Commentary Magazine


Who’s Doing What in Libya?

Dueling headline alert. From the New York Times:

NATO Helps in Hunt for Qaddafi as Rebels Gain Momentum

And from the Associated Press:

Pentagon: US, NATO not in manhunt for Qaddafi

Well, they can’t both be right.

NATO is either helping in the hunt for Muammar Qaddafi or it’s not. As reported in the Times, “Britain’s defense secretary, Liam Fox, said Thursday that NATO was trying to help the rebels locate Colonel Qaddafi, apparently breaking from the frequent Western assertion that it adheres to its United Nations mandate to protect civilians.” But according to the AP, U.S. Marine Col.

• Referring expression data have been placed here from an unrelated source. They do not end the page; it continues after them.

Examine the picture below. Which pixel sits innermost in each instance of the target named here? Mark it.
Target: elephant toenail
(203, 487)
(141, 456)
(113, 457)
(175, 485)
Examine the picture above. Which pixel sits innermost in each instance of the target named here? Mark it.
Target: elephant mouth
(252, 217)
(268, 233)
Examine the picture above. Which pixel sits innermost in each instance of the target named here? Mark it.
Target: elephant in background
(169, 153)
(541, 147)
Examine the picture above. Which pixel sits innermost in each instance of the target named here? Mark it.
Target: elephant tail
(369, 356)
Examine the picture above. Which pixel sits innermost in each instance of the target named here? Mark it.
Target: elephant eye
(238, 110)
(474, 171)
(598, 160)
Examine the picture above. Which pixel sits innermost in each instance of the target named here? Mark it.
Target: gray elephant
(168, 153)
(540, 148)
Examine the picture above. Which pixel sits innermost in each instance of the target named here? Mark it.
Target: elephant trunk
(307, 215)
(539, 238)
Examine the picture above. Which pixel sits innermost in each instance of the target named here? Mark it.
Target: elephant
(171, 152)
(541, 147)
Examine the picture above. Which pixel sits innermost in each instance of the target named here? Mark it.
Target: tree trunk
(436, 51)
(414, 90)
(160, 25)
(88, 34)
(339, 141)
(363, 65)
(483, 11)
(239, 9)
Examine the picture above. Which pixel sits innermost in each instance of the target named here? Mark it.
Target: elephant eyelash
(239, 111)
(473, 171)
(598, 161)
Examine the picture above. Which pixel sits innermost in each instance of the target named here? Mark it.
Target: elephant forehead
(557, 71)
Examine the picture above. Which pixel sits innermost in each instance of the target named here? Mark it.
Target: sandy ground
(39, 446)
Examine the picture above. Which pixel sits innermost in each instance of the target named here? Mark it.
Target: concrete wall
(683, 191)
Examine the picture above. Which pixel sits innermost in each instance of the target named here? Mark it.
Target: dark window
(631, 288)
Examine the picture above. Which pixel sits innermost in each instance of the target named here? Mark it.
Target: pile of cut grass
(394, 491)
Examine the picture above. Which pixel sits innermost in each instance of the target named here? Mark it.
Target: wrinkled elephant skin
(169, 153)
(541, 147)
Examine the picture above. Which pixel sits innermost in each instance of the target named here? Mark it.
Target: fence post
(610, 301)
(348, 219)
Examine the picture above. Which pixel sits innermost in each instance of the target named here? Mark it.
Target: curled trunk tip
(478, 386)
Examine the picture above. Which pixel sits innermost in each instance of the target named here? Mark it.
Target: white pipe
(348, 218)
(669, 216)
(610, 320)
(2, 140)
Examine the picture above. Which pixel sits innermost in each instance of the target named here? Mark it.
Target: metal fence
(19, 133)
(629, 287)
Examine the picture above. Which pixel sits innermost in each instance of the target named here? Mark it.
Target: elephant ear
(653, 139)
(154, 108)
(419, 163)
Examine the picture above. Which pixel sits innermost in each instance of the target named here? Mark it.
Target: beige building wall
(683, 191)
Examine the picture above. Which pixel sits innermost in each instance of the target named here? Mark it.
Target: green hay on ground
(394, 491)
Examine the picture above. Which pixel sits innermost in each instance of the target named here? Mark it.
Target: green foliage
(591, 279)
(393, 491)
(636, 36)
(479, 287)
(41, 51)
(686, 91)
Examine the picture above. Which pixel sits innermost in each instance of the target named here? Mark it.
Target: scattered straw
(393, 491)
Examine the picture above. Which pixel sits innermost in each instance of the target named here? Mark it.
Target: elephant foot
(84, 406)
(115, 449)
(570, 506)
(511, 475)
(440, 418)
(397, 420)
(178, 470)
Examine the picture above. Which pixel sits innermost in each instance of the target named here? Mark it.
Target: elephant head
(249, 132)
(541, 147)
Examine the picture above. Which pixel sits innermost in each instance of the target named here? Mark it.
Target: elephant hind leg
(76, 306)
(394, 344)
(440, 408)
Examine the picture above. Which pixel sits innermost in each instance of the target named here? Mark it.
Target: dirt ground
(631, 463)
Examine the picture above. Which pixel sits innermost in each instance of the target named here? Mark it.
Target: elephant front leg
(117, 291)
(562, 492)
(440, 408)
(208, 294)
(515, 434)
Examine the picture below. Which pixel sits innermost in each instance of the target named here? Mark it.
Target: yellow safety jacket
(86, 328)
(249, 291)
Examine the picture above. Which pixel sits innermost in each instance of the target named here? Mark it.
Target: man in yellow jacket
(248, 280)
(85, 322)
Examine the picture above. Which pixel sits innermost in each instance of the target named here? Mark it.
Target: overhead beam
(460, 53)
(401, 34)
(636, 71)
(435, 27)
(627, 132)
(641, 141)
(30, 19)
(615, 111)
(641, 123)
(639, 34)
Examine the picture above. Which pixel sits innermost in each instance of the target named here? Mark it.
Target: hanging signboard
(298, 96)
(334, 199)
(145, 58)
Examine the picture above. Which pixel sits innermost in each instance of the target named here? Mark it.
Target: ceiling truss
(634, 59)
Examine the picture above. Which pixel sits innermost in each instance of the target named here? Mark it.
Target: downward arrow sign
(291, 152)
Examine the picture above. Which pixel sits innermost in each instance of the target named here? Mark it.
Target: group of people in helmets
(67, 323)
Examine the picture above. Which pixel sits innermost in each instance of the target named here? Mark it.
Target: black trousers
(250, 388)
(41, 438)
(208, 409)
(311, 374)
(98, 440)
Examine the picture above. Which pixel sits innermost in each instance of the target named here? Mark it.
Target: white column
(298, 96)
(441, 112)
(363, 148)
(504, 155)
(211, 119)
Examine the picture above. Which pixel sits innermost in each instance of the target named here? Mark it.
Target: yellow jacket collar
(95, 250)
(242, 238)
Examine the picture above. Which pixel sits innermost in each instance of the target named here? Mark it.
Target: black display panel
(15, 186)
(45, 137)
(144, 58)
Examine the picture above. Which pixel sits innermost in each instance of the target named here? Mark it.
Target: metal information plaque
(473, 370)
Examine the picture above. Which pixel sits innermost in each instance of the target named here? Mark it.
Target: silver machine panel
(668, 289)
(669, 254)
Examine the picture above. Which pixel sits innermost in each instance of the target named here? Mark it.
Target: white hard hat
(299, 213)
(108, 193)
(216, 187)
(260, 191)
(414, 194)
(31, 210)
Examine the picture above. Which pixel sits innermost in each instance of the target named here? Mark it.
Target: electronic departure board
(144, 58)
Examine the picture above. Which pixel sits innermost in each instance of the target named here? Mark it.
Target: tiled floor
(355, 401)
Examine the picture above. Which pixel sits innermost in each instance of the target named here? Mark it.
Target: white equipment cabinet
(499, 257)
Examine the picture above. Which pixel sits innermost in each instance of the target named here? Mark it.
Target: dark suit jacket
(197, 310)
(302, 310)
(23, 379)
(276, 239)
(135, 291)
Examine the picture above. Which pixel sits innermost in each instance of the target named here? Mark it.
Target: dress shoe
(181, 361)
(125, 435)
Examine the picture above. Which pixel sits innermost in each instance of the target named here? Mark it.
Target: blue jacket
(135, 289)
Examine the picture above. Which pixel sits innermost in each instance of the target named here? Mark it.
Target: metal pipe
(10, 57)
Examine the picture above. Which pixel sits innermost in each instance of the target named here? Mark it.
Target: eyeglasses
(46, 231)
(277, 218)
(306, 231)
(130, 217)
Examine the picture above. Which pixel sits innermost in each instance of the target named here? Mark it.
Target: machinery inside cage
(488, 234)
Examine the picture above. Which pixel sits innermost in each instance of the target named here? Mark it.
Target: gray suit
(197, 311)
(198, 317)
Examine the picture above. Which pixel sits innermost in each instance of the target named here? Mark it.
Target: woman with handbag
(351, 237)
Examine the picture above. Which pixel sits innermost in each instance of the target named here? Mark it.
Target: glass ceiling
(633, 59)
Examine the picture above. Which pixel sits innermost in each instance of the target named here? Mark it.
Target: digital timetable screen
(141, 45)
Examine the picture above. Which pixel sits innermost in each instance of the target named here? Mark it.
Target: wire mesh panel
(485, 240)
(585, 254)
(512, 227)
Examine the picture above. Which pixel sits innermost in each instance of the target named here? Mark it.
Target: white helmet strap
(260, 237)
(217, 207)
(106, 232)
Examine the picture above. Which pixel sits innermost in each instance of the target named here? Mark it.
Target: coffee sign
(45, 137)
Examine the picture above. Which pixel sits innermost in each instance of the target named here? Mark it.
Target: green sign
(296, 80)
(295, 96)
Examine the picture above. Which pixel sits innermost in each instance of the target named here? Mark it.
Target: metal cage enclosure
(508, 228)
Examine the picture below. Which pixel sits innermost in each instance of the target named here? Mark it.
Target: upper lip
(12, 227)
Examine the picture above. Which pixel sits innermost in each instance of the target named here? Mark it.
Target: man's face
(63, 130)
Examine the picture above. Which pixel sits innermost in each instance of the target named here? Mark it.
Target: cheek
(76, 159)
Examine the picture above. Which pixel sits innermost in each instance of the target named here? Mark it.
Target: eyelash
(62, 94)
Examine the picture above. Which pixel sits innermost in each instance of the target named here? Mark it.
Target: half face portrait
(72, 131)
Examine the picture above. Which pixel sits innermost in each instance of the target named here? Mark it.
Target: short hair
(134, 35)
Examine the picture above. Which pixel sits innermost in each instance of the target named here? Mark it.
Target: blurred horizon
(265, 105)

David Lapan said,  “I’ve confirmed with folks at NATO and through the command structure that they are not involved in targeting any particular individual, that they are not involved in a manhunt. NATO itself and the US’s part of NATO are not.”

Why would it be important for the U.S. to deny Liam Fox’s claim about NATO’s involvement in hunting down Qaddafi? Perhaps because if what Fox says is true then all the crowing about Barack Obama’s trailblazing success in keeping America’s role limited and bound by a UN mandate goes out the door. Wouldn’t it be something if the drawn out campaign in Libya came to a successful end because the U.S. and NATO had finally come around to doing what critics had been suggesting all along: stepping up the attacks and ignoring the constraints of international bodies? If that turns out to be the case, just imagine how much sooner this all could have been accomplished.